2016-08-12 17:19:00

St. Maximilian Kolbe: examining his sacrifice on 75th anniversary of his death


(Vatican Radio)  On the 75th anniversary of the death of St. Maximilian Kolbe, a leading scholar on the life of the saint describes him as “a witness of heroic charity.”  Father James McCurry is the Minister Provincial of our Lady of Angels Province of the Franciscan Friars Conventual in the U.S. and the author of a biography on Maximilian Kolbe, who belonged to the same Order.  Father McCurry met many times and became “the best of friends” with the Polish man for whom Father Kolbe gave up his own life inside the Auschwitz concentration camp. He was interviewed by Susy Hodges.

Listen to the interview with Father James McCurry: 

Father McCurry has met and gained first-hand testimonies from people who knew Maximilian Kolbe including the man for whom the priest sacrificed his own life, Franciszek Gajowniczek, a Polish sergeant who was married with young children.

He described how Father Kolbe stood up and offered his own life because “he was so moved by “the plight” of “this father of a family” who had been chosen to die by the Nazis. After being spared his life because of St. Maximilian’s heroic gesture, Gajowniczek survived the horrors of the 2nd World War and went on to live until the age of 93. Father McCurry said they met many times after the canonization of Maximilian Kolbe and Gajowniczek would often say of Fr Kolbe: 

“He didn’t die just for me but for all of us - to give us a witness of heroic charity.” 

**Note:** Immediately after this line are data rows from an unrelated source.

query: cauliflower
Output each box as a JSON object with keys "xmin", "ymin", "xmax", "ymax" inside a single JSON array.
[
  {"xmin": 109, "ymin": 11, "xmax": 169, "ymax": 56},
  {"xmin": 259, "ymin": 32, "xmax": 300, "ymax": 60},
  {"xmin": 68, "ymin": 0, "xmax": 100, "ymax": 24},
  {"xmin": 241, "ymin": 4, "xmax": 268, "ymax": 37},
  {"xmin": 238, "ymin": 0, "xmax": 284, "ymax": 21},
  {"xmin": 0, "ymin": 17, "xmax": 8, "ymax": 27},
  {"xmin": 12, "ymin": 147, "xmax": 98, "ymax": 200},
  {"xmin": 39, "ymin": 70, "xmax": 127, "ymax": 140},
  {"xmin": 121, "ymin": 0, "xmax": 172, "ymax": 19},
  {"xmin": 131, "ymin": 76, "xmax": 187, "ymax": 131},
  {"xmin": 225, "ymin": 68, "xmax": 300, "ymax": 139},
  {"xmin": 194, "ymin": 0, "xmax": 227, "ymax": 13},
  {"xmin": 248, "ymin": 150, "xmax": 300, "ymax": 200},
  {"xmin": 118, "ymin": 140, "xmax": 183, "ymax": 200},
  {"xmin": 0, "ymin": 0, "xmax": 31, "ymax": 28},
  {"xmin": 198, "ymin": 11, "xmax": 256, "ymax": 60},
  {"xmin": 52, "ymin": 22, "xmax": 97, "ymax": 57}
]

Father McCurry said St Maximilian stood “as a symbol of gospel freedom” against the backdrop of all the cataclysms of the 20th century including the two world wars and the rise of the communist totalitarian system.

Asked about his feelings when he watched Pope Francis sit in silent prayer during his recent visit to the underground cell in Auschwitz where Maximilian Kolbe was killed by the Nazis, Father McCurry said it gave him “a deep resonance” because he himself has visited that same cell many times, remarking: “it reduces one to silence.”  He spoke of how the atmosphere in that cell “is sacred” because it proves to everybody that “good can triumph over evil,” even in Auschwitz that was designed by the Nazis to be “a place of horror, hate and despair.”